The trial’s outcome has set the stage for the next critical phase: deciding on the remedies. Judge Mehta ruled that Google’s agreements violated antitrust laws, and the court is now considering appropriate measures to address these violations. Potential remedies range from behavioral adjustments, such as ending exclusive agreements and introducing a search engine selection screen, to more drastic structural changes, like separating Google Search from its Chrome browser or Android operating system. While such structural remedies are unlikely due to their complexity, a more practical approach could involve banning Google from paying for default search engine status.
The implications of this case are far-reaching. On a financial level, both Google and its partners, such as Apple, could face significant losses.
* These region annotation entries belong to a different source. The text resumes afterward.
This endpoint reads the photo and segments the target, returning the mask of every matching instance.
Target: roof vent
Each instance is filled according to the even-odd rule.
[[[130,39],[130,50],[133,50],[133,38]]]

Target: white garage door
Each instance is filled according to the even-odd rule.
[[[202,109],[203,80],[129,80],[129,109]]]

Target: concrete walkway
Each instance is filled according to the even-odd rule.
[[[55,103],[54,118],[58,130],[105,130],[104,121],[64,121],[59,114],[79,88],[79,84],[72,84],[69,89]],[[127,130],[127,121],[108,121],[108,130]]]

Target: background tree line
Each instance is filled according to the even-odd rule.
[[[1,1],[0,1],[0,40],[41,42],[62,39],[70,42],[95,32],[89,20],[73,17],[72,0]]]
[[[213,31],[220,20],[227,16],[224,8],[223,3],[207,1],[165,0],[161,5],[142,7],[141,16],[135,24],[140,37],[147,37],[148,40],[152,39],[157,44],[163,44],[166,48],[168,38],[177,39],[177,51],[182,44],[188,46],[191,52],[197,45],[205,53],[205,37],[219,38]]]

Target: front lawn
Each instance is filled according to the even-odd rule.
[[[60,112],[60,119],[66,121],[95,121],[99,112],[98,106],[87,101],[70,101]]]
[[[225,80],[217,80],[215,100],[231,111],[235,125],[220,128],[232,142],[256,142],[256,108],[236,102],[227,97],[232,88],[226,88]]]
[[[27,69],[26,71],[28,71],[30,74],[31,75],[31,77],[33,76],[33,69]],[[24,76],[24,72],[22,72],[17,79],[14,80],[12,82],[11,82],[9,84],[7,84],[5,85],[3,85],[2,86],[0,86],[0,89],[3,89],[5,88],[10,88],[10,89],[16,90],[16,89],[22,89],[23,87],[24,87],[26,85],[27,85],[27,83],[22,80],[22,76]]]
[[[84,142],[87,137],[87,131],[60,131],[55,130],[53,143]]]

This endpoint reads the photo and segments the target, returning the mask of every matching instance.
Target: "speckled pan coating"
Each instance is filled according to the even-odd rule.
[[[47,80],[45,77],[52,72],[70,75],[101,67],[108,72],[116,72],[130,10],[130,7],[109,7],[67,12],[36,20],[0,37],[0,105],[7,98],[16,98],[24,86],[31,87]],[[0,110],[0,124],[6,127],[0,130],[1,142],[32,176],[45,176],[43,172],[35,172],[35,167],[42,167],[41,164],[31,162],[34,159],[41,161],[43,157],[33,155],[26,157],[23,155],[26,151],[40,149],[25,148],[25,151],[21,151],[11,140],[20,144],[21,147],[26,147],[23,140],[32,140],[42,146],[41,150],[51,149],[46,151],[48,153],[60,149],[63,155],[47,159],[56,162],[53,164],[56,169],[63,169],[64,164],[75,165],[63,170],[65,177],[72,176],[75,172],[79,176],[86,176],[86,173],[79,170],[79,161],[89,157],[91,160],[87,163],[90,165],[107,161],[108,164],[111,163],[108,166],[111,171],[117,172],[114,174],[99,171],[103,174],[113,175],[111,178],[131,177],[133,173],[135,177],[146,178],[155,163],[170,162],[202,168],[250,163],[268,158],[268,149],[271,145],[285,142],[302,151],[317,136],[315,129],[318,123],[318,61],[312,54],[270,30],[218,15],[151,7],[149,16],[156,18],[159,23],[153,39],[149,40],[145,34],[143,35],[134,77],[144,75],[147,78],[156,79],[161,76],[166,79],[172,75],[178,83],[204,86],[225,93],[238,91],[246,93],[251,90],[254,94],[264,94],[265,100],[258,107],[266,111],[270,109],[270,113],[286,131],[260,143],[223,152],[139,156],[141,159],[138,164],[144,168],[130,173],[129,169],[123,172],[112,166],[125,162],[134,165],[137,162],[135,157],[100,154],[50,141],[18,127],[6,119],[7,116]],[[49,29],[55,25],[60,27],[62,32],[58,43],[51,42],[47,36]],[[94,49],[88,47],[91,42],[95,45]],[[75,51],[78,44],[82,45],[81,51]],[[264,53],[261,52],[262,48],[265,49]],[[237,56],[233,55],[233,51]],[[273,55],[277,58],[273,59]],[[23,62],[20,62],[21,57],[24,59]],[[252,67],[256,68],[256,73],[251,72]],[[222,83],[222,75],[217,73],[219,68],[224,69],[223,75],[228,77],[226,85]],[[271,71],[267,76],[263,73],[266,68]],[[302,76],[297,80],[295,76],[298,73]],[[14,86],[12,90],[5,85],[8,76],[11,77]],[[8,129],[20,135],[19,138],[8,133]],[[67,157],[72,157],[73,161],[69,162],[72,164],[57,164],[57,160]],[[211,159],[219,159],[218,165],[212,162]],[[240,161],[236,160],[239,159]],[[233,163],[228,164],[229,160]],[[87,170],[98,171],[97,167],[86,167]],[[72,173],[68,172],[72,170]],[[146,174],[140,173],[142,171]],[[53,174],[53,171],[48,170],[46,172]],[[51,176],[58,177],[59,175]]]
Apple, for instance, reportedly earned around $20 billion in 2022 alone from its deal with Google to make its search engine the default on Apple devices. Losing such agreements could impact Apple’s earnings by up to 6%. For consumers, a break from Google’s default status could lead to increased competition, offering more choice and greater personalization in search experiences. At the same time, competitors could find new opportunities to challenge Google’s dominance, potentially reshaping the search and advertising markets with innovative technologies.
Beyond the immediate consequences for Google, this case represents a broader shift in how governments approach Big Tech. For Attorney General Merrick Garland, the trial is seen as a landmark victory that sends a clear message: no company is above the law. The case could pave the way for stricter enforcement of antitrust laws across the tech industry, with other giants like Apple, Amazon, and Meta likely to face increased scrutiny as regulators seek to rein in their market power.Interestingly, this is not the only legal challenge Google faces. In September 2024, the DoJ filed a separate antitrust case targeting the company’s dominance in digital advertising technology. The outcome of the current trial on search exclusivity is expected to influence this new case, further underscoring the heightened regulatory pressure on Google.
In conclusion, this case is far more than a legal battle over Google’s business practices. It marks a turning point in the regulation of digital markets and raises fundamental questions about how governments should handle the growing power of Big Tech. As the proceedings move toward the remedy phase, set for a public hearing in spring 2025, the world is watching closely. The decisions made in this case could shape not only the future of Google but also the broader dynamics of competition and innovation in the technology industry for years to come.